Conversamos muito aquele dia. Era o começo de uma amizade que foi rapidamente fincando suas raízes à beira daquele singelo regato. Ele, tão frágil e pequeno - devia ser do meu tamanho, se tanto. E era só, muito só. E me contou muita coisa, me contou, em sucessivas manhãs, toda a sua vida. Com o tempo, passou a me esperar, e quando eu atravessava o pequeno rio, calças arregaçadas, pés descalços, tênis atirados à outra margem, já podia sentir o aroma do café recém-coado. Eu chegava meio tímido, mas sorridente, ele me fitava e eu via brotar no fundo opaco de seus olhinhos uma luzinha tênue, como um nadinha de brasa apontando sob a cinza soprada por súbito vento.

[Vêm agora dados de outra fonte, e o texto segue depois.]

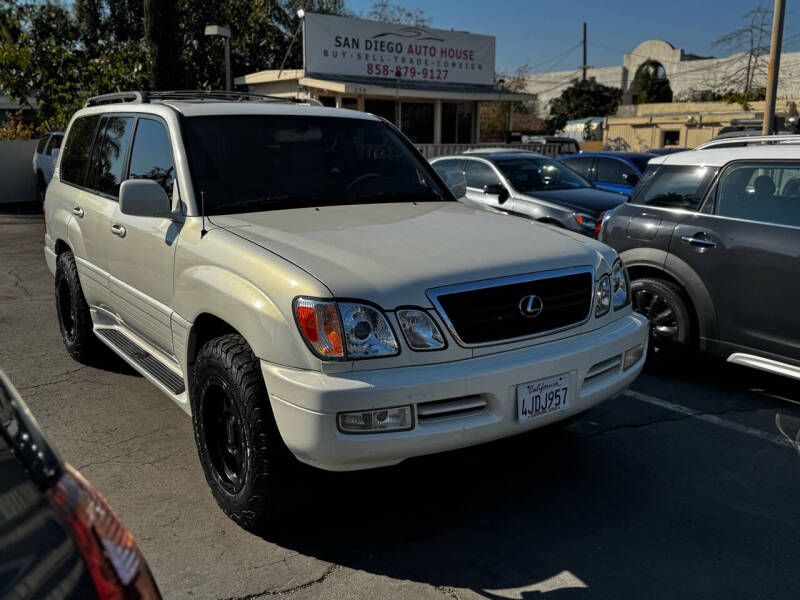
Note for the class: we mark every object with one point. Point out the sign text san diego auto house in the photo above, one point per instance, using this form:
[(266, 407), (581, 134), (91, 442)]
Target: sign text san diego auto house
[(355, 47)]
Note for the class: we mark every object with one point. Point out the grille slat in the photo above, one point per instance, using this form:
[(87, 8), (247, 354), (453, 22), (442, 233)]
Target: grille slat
[(488, 312)]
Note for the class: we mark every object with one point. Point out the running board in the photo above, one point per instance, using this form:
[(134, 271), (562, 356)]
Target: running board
[(154, 367), (765, 364)]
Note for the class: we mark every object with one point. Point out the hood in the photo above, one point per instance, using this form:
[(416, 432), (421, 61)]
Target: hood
[(588, 200), (390, 254)]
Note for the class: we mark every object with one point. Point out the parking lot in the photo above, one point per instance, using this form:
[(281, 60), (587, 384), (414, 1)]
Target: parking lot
[(687, 486)]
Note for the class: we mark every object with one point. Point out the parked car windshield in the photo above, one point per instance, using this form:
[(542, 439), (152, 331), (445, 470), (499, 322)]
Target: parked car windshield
[(533, 174), (248, 163)]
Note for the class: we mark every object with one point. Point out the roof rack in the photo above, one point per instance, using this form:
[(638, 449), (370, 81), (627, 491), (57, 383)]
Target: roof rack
[(750, 140), (142, 97)]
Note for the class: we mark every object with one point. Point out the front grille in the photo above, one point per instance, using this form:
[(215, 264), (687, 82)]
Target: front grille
[(489, 311)]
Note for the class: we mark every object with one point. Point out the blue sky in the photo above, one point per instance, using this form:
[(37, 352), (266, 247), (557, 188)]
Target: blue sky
[(535, 31)]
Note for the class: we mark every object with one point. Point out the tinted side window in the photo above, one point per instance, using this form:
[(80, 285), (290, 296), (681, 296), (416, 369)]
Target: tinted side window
[(612, 170), (55, 142), (75, 159), (769, 193), (581, 165), (151, 156), (480, 174), (108, 160), (673, 186)]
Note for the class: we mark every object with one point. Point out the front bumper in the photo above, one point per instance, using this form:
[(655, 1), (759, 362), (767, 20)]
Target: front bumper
[(305, 403)]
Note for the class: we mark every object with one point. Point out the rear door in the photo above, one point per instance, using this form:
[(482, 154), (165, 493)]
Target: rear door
[(479, 175), (745, 245)]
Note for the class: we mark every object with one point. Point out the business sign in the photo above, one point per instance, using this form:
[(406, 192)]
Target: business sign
[(358, 48)]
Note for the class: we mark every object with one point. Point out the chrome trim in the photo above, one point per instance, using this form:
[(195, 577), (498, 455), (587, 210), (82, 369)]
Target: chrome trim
[(434, 293)]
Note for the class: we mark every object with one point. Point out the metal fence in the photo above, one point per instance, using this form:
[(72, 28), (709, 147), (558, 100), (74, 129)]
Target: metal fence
[(434, 150)]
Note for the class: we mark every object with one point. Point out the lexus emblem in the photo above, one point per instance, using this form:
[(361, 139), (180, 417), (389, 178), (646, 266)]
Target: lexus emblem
[(531, 306)]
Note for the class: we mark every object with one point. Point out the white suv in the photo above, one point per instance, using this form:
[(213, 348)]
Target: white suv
[(301, 282)]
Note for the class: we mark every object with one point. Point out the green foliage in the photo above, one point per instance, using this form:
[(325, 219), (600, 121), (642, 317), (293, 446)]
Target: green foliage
[(651, 84), (580, 100)]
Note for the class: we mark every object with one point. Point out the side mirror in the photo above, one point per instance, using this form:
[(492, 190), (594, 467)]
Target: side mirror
[(456, 183), (630, 178), (143, 198), (497, 189)]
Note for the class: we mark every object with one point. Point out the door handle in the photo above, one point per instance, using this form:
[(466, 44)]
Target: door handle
[(698, 242)]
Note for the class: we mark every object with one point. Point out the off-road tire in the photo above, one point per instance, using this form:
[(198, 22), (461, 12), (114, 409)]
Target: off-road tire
[(671, 297), (74, 318), (270, 471)]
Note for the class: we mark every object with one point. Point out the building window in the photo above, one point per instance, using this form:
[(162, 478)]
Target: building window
[(456, 122), (672, 138), (382, 108), (416, 121)]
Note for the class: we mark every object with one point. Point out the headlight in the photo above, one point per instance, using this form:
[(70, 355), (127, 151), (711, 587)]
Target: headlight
[(367, 331), (602, 296), (420, 331), (344, 330), (620, 289)]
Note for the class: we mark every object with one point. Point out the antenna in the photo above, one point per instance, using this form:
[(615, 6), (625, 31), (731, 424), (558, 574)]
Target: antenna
[(203, 229)]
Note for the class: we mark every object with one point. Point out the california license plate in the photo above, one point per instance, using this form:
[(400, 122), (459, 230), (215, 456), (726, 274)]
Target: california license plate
[(542, 397)]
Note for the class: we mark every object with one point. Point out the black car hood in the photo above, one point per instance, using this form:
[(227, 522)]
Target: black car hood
[(588, 200)]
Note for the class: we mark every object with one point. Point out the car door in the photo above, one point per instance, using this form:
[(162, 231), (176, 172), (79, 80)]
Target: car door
[(610, 174), (143, 248), (481, 175), (745, 245), (49, 156), (88, 231)]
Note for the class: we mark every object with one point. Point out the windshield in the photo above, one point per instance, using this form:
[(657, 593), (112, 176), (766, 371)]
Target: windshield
[(248, 163), (533, 174)]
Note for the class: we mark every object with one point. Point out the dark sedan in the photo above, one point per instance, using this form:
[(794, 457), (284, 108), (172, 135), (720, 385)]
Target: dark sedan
[(59, 538), (529, 185)]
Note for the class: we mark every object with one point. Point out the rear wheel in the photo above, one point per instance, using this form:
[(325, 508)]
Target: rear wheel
[(249, 469), (663, 303), (74, 318)]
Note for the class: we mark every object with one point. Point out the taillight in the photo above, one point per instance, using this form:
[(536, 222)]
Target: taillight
[(113, 559)]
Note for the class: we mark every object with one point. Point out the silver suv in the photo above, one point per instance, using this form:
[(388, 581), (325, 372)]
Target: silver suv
[(302, 283)]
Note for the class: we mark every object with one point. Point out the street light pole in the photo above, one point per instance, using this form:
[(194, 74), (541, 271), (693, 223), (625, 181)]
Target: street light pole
[(224, 32), (774, 66)]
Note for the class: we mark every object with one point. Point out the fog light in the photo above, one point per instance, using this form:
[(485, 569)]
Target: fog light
[(632, 356), (385, 419)]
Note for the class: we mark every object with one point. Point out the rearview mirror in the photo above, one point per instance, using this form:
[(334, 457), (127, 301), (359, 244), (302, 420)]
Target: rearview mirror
[(497, 189), (143, 198), (456, 183), (630, 178)]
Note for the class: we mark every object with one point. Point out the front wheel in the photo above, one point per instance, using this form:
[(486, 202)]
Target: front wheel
[(249, 469), (663, 303)]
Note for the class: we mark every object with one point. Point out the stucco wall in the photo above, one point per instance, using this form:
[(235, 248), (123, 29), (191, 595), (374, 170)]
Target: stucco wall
[(17, 183)]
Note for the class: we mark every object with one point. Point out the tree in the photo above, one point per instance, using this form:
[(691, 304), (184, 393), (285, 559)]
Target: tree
[(651, 84), (388, 12), (753, 40), (584, 98)]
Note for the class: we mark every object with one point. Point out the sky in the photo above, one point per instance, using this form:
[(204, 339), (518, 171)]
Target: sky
[(540, 34)]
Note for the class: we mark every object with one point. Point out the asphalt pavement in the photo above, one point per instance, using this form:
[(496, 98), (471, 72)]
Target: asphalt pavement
[(686, 487)]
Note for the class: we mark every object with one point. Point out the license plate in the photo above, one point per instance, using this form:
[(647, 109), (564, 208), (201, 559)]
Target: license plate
[(542, 397)]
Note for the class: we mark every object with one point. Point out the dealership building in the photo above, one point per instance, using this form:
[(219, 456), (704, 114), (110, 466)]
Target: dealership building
[(431, 83)]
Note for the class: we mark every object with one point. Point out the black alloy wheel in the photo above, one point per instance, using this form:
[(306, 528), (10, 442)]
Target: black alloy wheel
[(662, 303), (225, 436)]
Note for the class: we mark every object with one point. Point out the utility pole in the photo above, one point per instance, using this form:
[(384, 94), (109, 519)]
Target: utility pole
[(774, 66), (583, 66)]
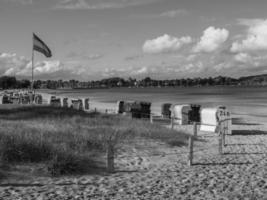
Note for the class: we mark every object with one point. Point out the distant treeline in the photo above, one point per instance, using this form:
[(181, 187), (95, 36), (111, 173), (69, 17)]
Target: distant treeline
[(11, 82)]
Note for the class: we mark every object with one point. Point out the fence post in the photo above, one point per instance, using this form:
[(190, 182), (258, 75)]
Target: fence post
[(110, 158), (220, 139), (172, 123), (223, 137), (195, 129), (191, 149), (151, 118)]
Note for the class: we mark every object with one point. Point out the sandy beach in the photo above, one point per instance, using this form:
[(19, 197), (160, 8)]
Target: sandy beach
[(161, 172)]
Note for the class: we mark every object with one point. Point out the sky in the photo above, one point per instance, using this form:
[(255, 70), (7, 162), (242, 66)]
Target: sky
[(163, 39)]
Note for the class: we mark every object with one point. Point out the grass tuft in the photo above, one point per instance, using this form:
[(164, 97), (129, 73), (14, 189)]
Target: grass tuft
[(69, 141)]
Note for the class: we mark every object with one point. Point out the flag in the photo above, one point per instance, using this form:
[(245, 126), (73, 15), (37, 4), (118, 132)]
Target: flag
[(40, 46)]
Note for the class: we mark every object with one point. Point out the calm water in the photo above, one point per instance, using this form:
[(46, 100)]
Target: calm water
[(241, 100)]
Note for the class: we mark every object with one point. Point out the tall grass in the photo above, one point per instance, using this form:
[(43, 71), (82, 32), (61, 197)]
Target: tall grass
[(66, 139)]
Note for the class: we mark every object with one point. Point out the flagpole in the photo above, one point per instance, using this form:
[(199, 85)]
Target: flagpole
[(32, 66)]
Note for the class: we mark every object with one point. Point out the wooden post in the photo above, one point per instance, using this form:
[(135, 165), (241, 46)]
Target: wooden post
[(191, 149), (151, 118), (195, 129), (220, 139), (110, 158)]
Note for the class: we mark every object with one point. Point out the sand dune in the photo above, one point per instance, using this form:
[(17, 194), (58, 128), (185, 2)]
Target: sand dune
[(161, 172)]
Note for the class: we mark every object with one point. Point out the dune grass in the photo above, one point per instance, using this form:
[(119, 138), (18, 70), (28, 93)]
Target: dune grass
[(69, 141)]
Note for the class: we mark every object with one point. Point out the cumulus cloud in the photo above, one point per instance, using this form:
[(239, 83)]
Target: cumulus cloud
[(23, 2), (84, 55), (211, 40), (98, 5), (174, 13), (14, 65), (243, 58), (165, 44), (256, 38)]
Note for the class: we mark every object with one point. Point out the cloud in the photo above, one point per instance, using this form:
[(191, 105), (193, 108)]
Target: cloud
[(23, 2), (256, 38), (98, 5), (174, 13), (243, 58), (14, 65), (211, 40), (165, 44), (84, 55)]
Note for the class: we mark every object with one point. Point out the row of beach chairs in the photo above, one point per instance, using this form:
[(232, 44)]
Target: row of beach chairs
[(180, 114)]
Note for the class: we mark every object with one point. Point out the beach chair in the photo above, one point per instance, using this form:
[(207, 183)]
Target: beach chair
[(180, 114), (166, 110)]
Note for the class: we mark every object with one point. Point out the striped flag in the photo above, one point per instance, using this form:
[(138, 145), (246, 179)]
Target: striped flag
[(40, 46)]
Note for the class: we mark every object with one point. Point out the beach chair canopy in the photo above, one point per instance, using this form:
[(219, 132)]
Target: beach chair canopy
[(211, 117), (180, 113), (166, 110)]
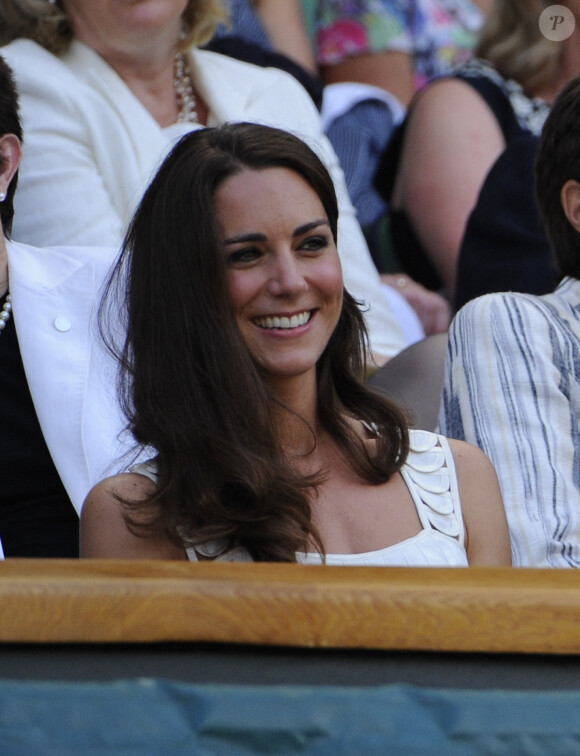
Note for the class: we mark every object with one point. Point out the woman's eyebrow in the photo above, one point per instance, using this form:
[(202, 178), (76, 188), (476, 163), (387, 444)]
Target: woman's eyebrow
[(252, 236), (310, 226)]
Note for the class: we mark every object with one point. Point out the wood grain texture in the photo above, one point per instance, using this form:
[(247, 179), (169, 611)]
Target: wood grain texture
[(475, 609)]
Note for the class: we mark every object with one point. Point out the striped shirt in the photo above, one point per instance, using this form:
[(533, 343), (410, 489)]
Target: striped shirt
[(512, 387)]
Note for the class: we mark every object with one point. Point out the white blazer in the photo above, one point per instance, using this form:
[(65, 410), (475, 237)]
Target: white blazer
[(91, 148), (71, 376)]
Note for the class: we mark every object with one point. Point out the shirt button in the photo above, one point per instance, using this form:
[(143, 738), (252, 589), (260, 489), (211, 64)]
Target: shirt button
[(62, 324)]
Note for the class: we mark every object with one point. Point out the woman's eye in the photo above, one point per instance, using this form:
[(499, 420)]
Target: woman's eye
[(241, 256), (314, 243)]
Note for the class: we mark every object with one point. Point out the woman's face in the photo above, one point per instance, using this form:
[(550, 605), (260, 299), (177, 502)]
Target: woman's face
[(114, 26), (284, 274)]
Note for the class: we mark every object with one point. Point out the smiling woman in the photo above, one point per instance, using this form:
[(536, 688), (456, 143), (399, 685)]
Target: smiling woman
[(284, 274), (247, 384)]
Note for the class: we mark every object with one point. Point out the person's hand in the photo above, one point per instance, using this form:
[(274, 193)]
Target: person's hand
[(432, 309)]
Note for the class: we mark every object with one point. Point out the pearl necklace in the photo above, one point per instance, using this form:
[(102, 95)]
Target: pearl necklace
[(184, 91), (5, 314)]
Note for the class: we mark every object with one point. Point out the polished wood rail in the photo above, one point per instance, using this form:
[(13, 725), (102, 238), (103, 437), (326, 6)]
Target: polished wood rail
[(467, 610)]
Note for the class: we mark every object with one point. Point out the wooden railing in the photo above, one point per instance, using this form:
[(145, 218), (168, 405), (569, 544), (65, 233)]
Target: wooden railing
[(475, 609)]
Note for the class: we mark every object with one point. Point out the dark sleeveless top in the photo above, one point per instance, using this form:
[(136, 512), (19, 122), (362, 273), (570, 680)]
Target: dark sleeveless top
[(516, 113), (37, 518)]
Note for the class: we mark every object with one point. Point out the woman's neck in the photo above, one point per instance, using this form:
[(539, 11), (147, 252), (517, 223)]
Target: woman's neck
[(146, 65), (568, 68), (296, 413)]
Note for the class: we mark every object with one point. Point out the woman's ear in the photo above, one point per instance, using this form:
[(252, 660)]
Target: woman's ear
[(10, 154), (570, 199)]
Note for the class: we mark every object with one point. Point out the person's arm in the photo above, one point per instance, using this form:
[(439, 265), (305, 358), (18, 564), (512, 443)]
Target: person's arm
[(62, 195), (488, 542), (284, 24), (103, 531), (391, 70), (451, 141)]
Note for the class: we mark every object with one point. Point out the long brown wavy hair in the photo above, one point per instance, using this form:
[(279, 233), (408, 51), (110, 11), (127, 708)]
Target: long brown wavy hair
[(188, 385)]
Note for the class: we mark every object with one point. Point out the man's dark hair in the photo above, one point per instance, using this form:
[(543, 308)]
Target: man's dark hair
[(9, 124), (557, 161)]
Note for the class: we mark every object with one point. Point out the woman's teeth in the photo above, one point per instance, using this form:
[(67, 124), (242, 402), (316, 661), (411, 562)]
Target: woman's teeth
[(283, 321)]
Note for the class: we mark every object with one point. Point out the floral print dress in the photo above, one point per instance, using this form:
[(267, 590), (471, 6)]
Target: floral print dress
[(439, 34)]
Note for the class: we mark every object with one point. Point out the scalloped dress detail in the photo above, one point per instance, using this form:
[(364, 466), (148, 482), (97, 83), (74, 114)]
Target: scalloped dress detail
[(429, 473)]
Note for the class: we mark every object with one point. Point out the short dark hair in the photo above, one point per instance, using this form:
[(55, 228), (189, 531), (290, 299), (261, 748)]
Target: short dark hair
[(557, 161), (9, 124), (189, 387)]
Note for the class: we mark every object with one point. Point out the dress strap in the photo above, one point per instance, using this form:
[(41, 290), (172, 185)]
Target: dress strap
[(430, 475)]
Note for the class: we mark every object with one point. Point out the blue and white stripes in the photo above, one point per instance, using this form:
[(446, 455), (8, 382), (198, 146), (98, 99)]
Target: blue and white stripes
[(512, 387)]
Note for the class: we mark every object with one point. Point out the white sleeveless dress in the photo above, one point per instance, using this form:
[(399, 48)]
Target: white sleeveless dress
[(429, 473)]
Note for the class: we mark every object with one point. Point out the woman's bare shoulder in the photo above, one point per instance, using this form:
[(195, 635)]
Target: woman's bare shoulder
[(103, 529)]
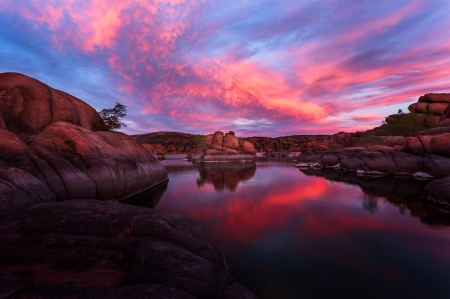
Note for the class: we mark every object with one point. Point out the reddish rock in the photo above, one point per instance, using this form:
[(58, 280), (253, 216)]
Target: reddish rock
[(247, 146), (95, 249), (425, 141), (27, 106), (208, 139), (438, 97), (229, 150), (440, 144), (218, 138), (422, 107), (438, 108), (414, 146), (432, 121), (437, 166), (230, 141), (212, 152), (447, 112), (444, 123), (103, 165)]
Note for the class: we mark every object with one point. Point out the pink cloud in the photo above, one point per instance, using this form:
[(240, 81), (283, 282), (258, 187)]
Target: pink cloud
[(367, 118), (205, 63)]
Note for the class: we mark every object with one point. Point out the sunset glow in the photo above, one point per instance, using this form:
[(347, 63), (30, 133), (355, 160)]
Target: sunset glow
[(258, 68)]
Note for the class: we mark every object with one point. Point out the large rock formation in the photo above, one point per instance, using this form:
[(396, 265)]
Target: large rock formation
[(58, 241), (47, 143), (218, 147), (96, 249), (27, 106)]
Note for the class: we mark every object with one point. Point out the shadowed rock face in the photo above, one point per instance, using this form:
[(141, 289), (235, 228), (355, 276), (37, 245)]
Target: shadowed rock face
[(95, 249), (27, 106), (49, 153)]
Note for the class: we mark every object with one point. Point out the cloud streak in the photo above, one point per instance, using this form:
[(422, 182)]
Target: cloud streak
[(201, 66)]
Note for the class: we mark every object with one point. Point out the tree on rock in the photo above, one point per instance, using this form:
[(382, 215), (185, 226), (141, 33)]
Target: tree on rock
[(112, 118)]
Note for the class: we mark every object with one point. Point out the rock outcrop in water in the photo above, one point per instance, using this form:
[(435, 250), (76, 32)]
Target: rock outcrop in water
[(424, 155), (218, 147), (48, 151), (59, 239)]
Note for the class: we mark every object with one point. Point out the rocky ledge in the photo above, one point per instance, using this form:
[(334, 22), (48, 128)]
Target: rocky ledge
[(97, 249), (48, 151), (218, 147), (61, 235), (425, 156)]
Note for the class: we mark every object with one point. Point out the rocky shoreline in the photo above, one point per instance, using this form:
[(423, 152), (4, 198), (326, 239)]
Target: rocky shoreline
[(63, 231), (425, 155)]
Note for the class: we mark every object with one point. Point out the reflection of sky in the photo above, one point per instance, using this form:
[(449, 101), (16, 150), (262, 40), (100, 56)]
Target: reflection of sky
[(282, 230), (257, 67)]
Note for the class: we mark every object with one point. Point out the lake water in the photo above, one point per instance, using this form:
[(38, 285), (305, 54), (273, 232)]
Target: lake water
[(287, 233)]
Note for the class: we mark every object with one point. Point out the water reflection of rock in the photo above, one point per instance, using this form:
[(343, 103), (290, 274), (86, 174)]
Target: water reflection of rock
[(404, 192), (225, 175), (149, 198)]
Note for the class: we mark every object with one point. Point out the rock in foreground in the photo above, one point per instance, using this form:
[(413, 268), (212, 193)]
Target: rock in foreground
[(49, 152), (95, 249)]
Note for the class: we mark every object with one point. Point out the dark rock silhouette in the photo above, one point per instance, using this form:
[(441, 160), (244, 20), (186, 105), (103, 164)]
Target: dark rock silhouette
[(95, 249), (47, 138), (59, 239)]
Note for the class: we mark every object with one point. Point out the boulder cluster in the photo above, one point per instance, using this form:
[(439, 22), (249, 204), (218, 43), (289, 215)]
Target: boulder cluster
[(432, 109), (426, 155), (62, 231), (219, 147), (48, 151)]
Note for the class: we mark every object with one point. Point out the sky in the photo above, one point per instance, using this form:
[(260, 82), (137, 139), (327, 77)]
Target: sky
[(259, 68)]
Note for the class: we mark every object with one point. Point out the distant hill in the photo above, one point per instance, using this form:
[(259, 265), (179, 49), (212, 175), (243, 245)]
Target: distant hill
[(167, 142), (176, 142)]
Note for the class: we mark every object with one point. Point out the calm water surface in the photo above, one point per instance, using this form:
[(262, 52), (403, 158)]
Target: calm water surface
[(292, 234)]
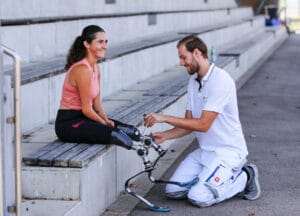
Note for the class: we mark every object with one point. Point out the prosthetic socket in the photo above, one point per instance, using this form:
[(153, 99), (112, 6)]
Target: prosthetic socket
[(123, 134)]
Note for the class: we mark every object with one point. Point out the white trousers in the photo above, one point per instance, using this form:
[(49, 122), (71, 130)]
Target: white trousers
[(205, 164)]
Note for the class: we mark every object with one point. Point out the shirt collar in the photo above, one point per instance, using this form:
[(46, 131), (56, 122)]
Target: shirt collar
[(206, 76)]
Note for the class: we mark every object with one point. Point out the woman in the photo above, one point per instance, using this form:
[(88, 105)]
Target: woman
[(81, 117)]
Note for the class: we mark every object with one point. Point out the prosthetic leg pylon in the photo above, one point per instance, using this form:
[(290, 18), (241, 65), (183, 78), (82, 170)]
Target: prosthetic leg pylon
[(142, 146)]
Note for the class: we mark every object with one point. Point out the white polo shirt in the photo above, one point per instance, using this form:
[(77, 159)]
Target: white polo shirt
[(218, 94)]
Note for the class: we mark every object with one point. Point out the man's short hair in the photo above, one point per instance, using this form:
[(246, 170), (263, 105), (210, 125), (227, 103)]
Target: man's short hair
[(193, 42)]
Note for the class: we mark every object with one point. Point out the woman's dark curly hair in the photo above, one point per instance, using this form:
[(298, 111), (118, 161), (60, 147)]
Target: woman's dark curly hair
[(78, 50)]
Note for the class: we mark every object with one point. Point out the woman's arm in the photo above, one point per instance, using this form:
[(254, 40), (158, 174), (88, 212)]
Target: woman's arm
[(80, 77), (97, 105)]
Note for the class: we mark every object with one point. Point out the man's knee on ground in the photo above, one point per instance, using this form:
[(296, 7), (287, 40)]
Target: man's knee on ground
[(176, 192), (201, 198)]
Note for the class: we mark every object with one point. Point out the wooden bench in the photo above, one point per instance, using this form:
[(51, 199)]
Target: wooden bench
[(78, 155)]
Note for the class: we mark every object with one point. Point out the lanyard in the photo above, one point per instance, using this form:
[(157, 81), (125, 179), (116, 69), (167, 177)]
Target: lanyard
[(204, 81)]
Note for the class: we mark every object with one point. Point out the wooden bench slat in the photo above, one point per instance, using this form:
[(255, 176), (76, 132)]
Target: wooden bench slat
[(32, 159), (47, 159), (63, 159), (86, 156)]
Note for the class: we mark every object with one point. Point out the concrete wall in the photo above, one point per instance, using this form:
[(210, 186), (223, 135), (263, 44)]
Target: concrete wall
[(43, 41), (20, 9)]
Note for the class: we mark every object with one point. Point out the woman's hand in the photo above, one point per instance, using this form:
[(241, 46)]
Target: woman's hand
[(110, 123)]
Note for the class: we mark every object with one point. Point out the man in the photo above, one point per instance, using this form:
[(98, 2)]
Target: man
[(212, 113)]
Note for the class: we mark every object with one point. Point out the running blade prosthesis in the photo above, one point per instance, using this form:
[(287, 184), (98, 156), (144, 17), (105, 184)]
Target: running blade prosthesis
[(144, 144)]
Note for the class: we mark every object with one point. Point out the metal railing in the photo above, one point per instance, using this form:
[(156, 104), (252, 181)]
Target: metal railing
[(17, 128)]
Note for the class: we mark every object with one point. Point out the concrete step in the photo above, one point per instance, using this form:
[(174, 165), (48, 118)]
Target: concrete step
[(58, 34), (137, 65), (50, 208)]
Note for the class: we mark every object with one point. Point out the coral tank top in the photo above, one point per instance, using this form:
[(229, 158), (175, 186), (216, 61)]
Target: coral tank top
[(70, 94)]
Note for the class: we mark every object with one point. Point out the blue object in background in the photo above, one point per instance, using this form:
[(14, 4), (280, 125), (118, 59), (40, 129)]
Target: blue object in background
[(273, 22)]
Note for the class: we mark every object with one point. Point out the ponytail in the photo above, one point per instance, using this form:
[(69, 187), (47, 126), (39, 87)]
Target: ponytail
[(78, 50)]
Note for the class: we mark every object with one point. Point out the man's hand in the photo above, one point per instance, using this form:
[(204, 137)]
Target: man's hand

Ensinou-me muito; tinha tempo, sossego e paciência.

*

Pois naquela manhã de maio eu tinha urgência em ver o velho. Tivera um sonho aquela noite e queria comentar com ele. Era só com ele que eu comentava os meus sonhos, sempre tinha a esperança de que ele os interpretasse. Era um velho sábio e tirava lições dos sonhos - até dos pesadelos. Antes de meu primeiro encontro com ele, uma ou duas noites antes, eu havia sonhado com a minha própria imagem refletida no espelho, só que minha cara estava toda enrugada - eu era um menino, mas subitamente envelhecido. Só muitas manhãs depois é que fui me lembrar desse sonho. E quando contei ao velho, esperando uma interpretação óbvia (que o menino enrugado era ele próprio, que haveria de me receber naquele vale, etc. e tal), o espertinho limitou-se a sorrir e começou a me falar de rugas, velhice, essas coisas. Na manhã seguinte, mais filósofo, ele me veio com essa: ''Rugas, meu filho, não são mais que cemitérios de sonhos. ''

- Cemitérios de sonhos? - estranhei.

- Sim. Os nossos sonhos às vezes são como flores tenras, coloridas, perfumadas, que um dia murcham, secam, vão diminuindo, enquanto uma ruguinha vai se formando em nosso rosto. Quando a ruguinha está pronta, o defuntinho de sonho vem e se aloja lá no fundinho dela.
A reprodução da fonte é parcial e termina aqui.